Eid Aljazairli, a second-year Accounting and Finance student at King’s Business School, could not swim when he risked his life to escape Syria and cross the Mediterranean by boat in 2016.
When tragedy struck and his boat broke, Eid found himself fighting to stay afloat in the freezing cold water.
I just remember thinking – I didn’t die in Syria, am I really going to die here in this water?– Eid Aljazairli, second-year Accounting and Finance student at King’s Business School
After a perilous journey through Europe, Eid eventually made it to the UK. However, he could not speak a word of English and had to survive on just £5 a day while living a hostel – a period he describes as one of the “darkest points” of his life.
But one thing Eid always had was an unwavering spirit.
“Arriving in the UK was very challenging – learning a new language, understanding a different culture, and just being in a different country with no friends and no family. It was really hard but I knew wanted to make a better life for myself.”
In Syria, Eid had been studying at Damascus University before his education was cut short when he had to flee the country. “I really wanted to continue my journey and continue building my career,” he said.
However it was not a straightforward path. Like many refugee students, Eid was rejected by a number of UK universities because he did not speak English.
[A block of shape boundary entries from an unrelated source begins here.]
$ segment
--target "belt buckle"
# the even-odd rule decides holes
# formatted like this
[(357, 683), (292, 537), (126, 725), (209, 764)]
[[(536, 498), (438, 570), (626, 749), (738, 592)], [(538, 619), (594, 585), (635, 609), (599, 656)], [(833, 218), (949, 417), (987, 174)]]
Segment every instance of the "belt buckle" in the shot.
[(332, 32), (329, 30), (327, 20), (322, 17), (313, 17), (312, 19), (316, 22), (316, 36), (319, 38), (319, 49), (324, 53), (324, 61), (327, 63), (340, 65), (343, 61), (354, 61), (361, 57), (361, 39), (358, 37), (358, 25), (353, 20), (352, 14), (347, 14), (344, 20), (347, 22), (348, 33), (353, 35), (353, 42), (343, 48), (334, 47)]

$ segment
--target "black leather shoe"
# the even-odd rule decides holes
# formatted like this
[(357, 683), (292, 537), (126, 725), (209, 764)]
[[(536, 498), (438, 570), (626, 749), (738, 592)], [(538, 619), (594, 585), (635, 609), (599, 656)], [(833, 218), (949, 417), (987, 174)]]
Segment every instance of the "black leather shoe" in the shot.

Undeterred, he began learning the language from scratch so that he could pursue his dream to continue his studies.
Eid’s commitment eventually paid off when he secured a place on a Foundation course at King’s, following which he received an offer to study Accounting and Finance at King’s Business School.
“I remember getting my offer from King’s and it was one of the most amazing moments I have ever had in my life. I couldn’t believe it was happening,” he recalled.
Now finishing his second year and about to head into his third, Eid has fully immersed himself into university life, embracing every opportunity that comes his way.
Testament to his hard work, Eid has gained experience at some of the world’s most prestigious investment banks, after securing places on some highly competitive schemes and programmes in London’s financial district.
He has taken on various roles at the university too, including becoming a mentor for Foundation year students, sharing his invaluable advice and experiences from his own journey to those who are new to the UK or university life.
Studying at King’s has opened up so many opportunities for me. Everyone at the university is very supportive and I feel like I really belong here, like this is my home– Eid Aljazairli
Since arriving in the UK Eid has also developed an unlikely passion: swimming.
“My dream to learn how to swim started in 2018. I was sitting at the hostel one night watching YouTube and I came across a video about the American swimmer Michael Phelps,” he explained. “I had never heard of Michael Phelps before but I remember thinking wow, this guy is amazing! It really ignited a passion in me and I knew then I had to learn how to swim.”
Despite never having swum before – and coupled with a crippling fear of the water following his near-death experience at sea – Eid somehow plucked up the courage to learn.
Remarkably, he taught himself by watching videos and observing other swimmers. Not to mention dedicating himself to a rigorous training schedule, spending four or five hours a day in the pool.
“At first I had so much fear with the water. It frightened me so much,” he said. “But I turned my fear into a positive thing. Day after day I started to feel differently in the water. It became a place where I feel safe and happy.”
Within six months Eid mastered all four swimming strokes and within a year, in 2019, he was honoured with the ‘London Adult Achievement Award’ by Swim England. In 2020, he also received the esteemed Gold National Adult Achievement Award in 2020.
Today Eid is a member of Camden Swimming Club, as well as King’s Swimming Club. His coaches say he brings an “abundance of positivity and enthusiasm”.
Eid is also part of the King’s Sports Performance Programme, which provides elite student-athletes with a support network to help them perform to the highest level possible in their dual-career. Through strength and conditioning, nutrition, physiotherapy, lifestyle and wellbeing support, the programme aims to offer King’s students a world-class environment to improve athletically alongside their world-class education.
“Being in the water taught me a lot of skills – skills that I am applying to my degree and in my life,” continued Eid. “Swimming has taught me about time management, discipline, patience, and hard work.
As soon I dive in the water I feel like I am in another world – I am not a refugee, I am not ashamed, I am not being judged. I am just in my own lane.– Eid Aljazairli
With just over a year to go until the Summer Olympic Games in Paris next July, Eid has dreams of qualifying for the 2024 Refugee Team – a dream his coaches think could become a reality as his strokes edge closer to Olympic qualifying times.
"It’s more than just about winning, it’s about changing the sport and inspiring others. Dreams know no limits when passion drives us forward," he added.